The start and end locations are used when throwing errors upon encountering invalid KDL text, so these are stored even if the storeLocations option is false. These locations contain three properties: offset is the zero-indexed location of the character in the text, line and column are the one-indexed line and column positions. The offset can be used to programmatically find the token in the text, line and column are more interesting for human readers to e.g. see where in the document they've made a mistake.

Token types are stored as integer, rather than a human readable string because of two reasons. Firstly, "human readable" doesn't mean "the person running the parser understands it", so the usefulness of string types is questionable. Secondly, string comparison is slower than number comparison.

That speed bump granted by number comparison is also why the tokenizer looks at the code point's integer value to assign split the text in to tokens rather than compare string values. Regular expressions are avoided entirely.

Parser

The parser is a "recursive descent" parser. That means the starts at the top-level, e.g. parseDocument when asked to parse a document, and that function recurses into other parser functions, e.g. parseNode to parse each individual node.

document

In the KDL spec all line-space are used as line-space* so to simplify this grammar, the line-space itself takes care of the "zero or more" part.
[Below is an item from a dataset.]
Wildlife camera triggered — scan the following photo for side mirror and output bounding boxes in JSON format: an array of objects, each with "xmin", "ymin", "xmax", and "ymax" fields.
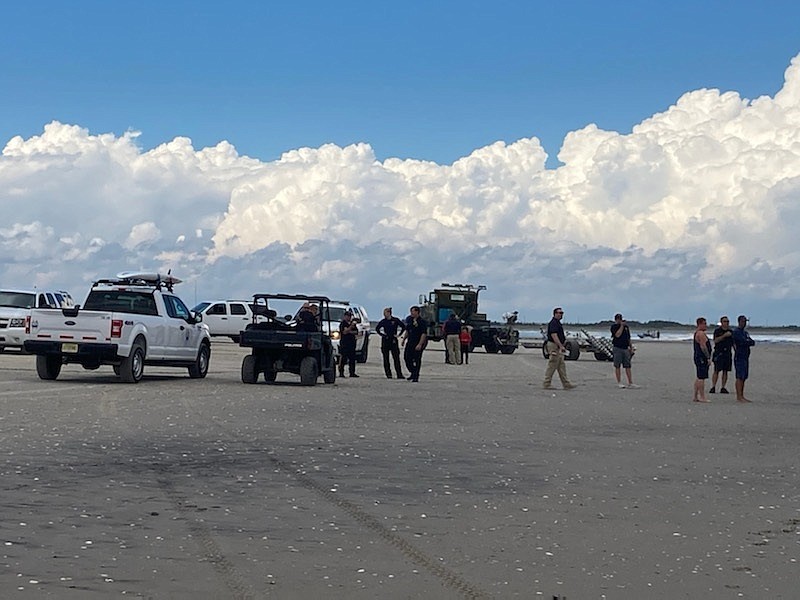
[{"xmin": 192, "ymin": 311, "xmax": 203, "ymax": 323}]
The document non-terminal is used in node-children below, because distinguishing between node and final-node as defined in the KDL spec is impossible without unbounded look-ahead. Instead, the document non-terminal is modified to support ending on a base-node with or without node-terminator.

There's one downside to this rewritten non-terminal: It works in the LL(1) parser but I am unable to write it down in BNF or any derivative. If someone else has any idea, feel free to make the necessary changes!

node-space

The KDL spec's node-space is always used with either the + or * modifier. Instead of doing the same, the node-space in this grammar is it's own +, so it's either used plain for + or marked optional for *.

The official node-space is written as ws* escline ws* | ws+, but since node-space is only ever used with + or *, it is functionally equivalent with escline | ws.

line-space

Compared to the line-space defined in the KDL spec, this version includes its own "zero or more" operator and it inlines node-space instead of referencing the non-terminal.

slashdash

base-node

The base-node non-terminal differs quite a bit from the one described in the KDL spec in order to remove any ambiguity for our LL(1) parser.

The diagram above fails to show two things:

  • There can only be one non-slashdashed node-children block in the base-node. This is validated separately in the parser.
  • The node-prop-or-arg rule actually already checks for the existence of node-space. That result is used in parsing the base-node, instead of requiring multiple consecutive node-spaces (which would be impossible anyway since node-space is a repetition).

node

node-prop-or-arg

The node-prop-or-arg non-terminal is very different from its sibling in the KDL spec in order to remove any need for look-ahead:

  • If the first token is a tag (called type in the spec), then it must be an argument
  • If the first token is a number or a keyword, then it must be an argument
  • If the first token is a string, then we need to check if there's an equals sign.

Looking for the equals sign requires unbounded lookahead thanks to the allowed node-space between the property name and the equals sign. By changing this non-terminal so it also consumes any node-space that comes after the property or argument, we can remove the need for the look-ahead.

node-children

node-terminator

The document non-terminal supports ending on a node without node-terminator, so this non-terminal doesn't need to include EOF.

tag

escline

multiline-comment

single-line-comment

value

keyword

number

string

The parser itself is greatly simplified and very lenient when it comes to strings, with post-processing added to filter out invalid strings. All multiline quoted and raw strings are post-processed to remove leading whitespace. All quoted strings are post-processed to replace any escapes.